Wow this is really awesome work, thanks! I hope this request is accepted.

samwyse commented 11 years ago

Or, just use egrep to grab as many stats as you need with one invocation. See my bug report. If you are concerned about bash being big and heavy, you could use csh instead, but in any event I prefer to use a really simple data collector and do the heavy parsing only when a report is needed.

jakl commented 11 years ago

That's a good approach for sure. Reflecting on my own off-hand assumptions, I predicted:

samwyse commented 11 years ago

I'm not sure what you mean by "installing dependencies". On my Mac (and every Unix system I've ever used), egrep is part of the standard installation, right alongside grep. And looking just now, I also see z- and bz- variants of all three, which I never knew existed! Cool!

As for viewing the data, the collection script will run maybe 1200 times a week (assuming you have your laptop turned on four hours a day, five days a week). I prefer to only start up Perl when I want to view the data as I believe it will save power in the long run. But everyone's situation is different, so feel free to disagree.

jakl commented 11 years ago

Oh I assumed csh was through brew - didn't know it's standard. Neat!

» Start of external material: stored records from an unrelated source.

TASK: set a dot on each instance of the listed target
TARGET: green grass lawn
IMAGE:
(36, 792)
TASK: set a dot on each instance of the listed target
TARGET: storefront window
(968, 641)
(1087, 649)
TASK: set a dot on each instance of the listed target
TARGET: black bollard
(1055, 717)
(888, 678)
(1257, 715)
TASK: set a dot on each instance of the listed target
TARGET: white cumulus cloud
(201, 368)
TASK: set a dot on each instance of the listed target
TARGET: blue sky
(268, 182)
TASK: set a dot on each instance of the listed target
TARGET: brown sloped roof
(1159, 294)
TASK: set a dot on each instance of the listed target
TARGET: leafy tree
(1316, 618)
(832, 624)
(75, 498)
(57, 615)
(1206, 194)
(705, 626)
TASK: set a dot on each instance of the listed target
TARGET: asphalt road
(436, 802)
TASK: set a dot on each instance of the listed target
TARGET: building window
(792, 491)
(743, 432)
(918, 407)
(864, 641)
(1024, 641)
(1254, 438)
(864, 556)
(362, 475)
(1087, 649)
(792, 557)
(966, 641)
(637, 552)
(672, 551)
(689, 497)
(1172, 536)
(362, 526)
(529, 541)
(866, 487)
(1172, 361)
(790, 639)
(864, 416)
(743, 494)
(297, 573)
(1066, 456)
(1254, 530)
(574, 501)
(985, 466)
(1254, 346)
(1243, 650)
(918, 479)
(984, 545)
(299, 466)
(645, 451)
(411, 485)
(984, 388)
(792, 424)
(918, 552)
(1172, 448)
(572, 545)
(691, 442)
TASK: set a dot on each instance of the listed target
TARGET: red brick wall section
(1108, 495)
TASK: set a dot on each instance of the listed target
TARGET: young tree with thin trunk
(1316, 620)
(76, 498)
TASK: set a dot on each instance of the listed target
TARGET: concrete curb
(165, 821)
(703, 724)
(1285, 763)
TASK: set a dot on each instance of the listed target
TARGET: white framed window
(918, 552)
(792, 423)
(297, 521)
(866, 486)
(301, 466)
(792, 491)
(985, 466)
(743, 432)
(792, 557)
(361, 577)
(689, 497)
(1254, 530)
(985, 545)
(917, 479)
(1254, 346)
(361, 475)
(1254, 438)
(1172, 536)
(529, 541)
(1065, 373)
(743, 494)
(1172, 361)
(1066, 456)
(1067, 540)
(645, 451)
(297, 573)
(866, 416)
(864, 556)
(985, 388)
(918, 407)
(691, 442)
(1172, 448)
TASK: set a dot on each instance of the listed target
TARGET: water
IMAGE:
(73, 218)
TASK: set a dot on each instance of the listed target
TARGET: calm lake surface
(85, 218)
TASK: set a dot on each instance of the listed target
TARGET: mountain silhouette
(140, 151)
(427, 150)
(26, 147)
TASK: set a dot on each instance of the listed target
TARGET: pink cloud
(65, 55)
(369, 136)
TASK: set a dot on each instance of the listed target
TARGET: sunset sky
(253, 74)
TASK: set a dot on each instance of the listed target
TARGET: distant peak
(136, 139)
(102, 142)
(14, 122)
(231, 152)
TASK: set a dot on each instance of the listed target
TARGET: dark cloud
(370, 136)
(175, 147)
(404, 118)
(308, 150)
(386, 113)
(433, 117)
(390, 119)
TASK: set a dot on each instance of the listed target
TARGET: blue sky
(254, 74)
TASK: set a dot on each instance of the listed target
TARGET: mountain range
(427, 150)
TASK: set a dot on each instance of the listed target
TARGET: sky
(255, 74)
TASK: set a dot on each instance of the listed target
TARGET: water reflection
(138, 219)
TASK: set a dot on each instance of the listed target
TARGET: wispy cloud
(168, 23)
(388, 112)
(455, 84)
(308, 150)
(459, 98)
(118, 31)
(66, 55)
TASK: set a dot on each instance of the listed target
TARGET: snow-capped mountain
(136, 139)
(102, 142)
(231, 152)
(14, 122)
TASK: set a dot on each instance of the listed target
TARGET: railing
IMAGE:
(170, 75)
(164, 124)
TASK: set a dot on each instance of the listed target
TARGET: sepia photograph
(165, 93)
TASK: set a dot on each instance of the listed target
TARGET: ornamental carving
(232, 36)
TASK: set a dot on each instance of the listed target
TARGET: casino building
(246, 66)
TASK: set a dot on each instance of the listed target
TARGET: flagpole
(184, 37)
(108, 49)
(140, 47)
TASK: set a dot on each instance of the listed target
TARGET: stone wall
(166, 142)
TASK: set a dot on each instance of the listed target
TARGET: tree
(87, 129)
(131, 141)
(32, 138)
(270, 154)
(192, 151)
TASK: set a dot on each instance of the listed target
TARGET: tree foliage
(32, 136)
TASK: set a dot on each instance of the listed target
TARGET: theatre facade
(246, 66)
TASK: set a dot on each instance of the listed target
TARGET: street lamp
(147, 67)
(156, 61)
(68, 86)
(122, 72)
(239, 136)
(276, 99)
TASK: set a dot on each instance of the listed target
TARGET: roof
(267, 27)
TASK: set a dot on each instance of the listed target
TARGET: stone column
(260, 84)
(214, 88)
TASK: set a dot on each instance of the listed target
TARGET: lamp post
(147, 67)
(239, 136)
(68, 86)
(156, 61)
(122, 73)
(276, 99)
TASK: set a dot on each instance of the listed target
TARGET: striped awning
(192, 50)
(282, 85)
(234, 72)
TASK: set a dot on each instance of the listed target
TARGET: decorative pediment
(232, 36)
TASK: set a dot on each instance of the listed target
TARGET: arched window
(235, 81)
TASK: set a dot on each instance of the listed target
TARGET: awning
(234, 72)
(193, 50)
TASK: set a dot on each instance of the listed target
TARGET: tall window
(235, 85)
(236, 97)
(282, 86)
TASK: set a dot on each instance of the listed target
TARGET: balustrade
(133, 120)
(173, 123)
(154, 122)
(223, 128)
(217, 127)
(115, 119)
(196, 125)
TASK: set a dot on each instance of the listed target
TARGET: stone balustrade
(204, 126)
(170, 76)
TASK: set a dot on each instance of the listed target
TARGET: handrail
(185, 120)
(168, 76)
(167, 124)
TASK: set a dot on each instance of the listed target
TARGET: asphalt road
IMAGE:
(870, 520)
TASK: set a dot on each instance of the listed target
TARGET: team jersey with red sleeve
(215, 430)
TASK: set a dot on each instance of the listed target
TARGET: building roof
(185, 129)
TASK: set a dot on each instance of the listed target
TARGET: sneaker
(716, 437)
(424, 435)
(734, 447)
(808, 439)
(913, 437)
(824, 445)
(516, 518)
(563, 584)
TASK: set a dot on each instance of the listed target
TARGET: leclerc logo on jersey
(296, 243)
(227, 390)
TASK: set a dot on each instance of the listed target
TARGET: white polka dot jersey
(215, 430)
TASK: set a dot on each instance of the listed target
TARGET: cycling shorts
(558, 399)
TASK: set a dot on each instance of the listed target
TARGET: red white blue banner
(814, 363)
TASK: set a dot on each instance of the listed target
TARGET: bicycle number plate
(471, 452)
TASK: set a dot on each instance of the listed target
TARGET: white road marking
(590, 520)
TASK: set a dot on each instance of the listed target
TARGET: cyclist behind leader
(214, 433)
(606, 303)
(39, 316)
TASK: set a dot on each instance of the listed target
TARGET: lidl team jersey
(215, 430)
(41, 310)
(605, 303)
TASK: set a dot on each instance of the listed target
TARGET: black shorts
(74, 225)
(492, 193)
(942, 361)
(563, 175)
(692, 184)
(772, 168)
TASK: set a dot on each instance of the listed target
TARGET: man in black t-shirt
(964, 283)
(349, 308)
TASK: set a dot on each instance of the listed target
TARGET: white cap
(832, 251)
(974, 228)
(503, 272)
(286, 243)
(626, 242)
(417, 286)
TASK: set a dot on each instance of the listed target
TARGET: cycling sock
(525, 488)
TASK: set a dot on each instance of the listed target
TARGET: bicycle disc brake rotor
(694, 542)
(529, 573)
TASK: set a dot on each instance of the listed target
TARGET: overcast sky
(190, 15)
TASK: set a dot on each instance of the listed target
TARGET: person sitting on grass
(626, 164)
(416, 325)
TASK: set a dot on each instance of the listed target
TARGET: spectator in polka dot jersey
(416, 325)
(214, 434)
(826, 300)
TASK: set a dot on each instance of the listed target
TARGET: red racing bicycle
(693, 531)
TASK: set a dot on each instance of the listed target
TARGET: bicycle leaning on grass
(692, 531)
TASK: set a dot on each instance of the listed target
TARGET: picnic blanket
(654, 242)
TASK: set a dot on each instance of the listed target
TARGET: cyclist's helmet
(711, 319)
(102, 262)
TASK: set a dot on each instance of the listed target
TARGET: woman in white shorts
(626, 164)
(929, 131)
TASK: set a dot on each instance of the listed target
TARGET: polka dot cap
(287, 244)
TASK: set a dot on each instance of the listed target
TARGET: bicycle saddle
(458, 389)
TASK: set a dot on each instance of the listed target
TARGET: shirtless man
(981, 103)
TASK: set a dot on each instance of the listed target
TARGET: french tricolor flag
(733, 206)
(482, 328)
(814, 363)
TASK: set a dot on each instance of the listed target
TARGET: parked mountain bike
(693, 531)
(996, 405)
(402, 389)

As far as energy use of this cron, I have faith it uses a negligible amount compared to everything else competing for my battery. It wouldn't hurt to run it every 10+ minutes though; every minute shows unnecessary jittery noise for me.

time ./battest.perl
real    0m0.036s
user    0m0.019s
sys     0m0.015s

Laptop Power Usage from Lifehacker:

power usage

Chart's similar to my droid where the screen is the vast majority, then games, then a long tail of everything else.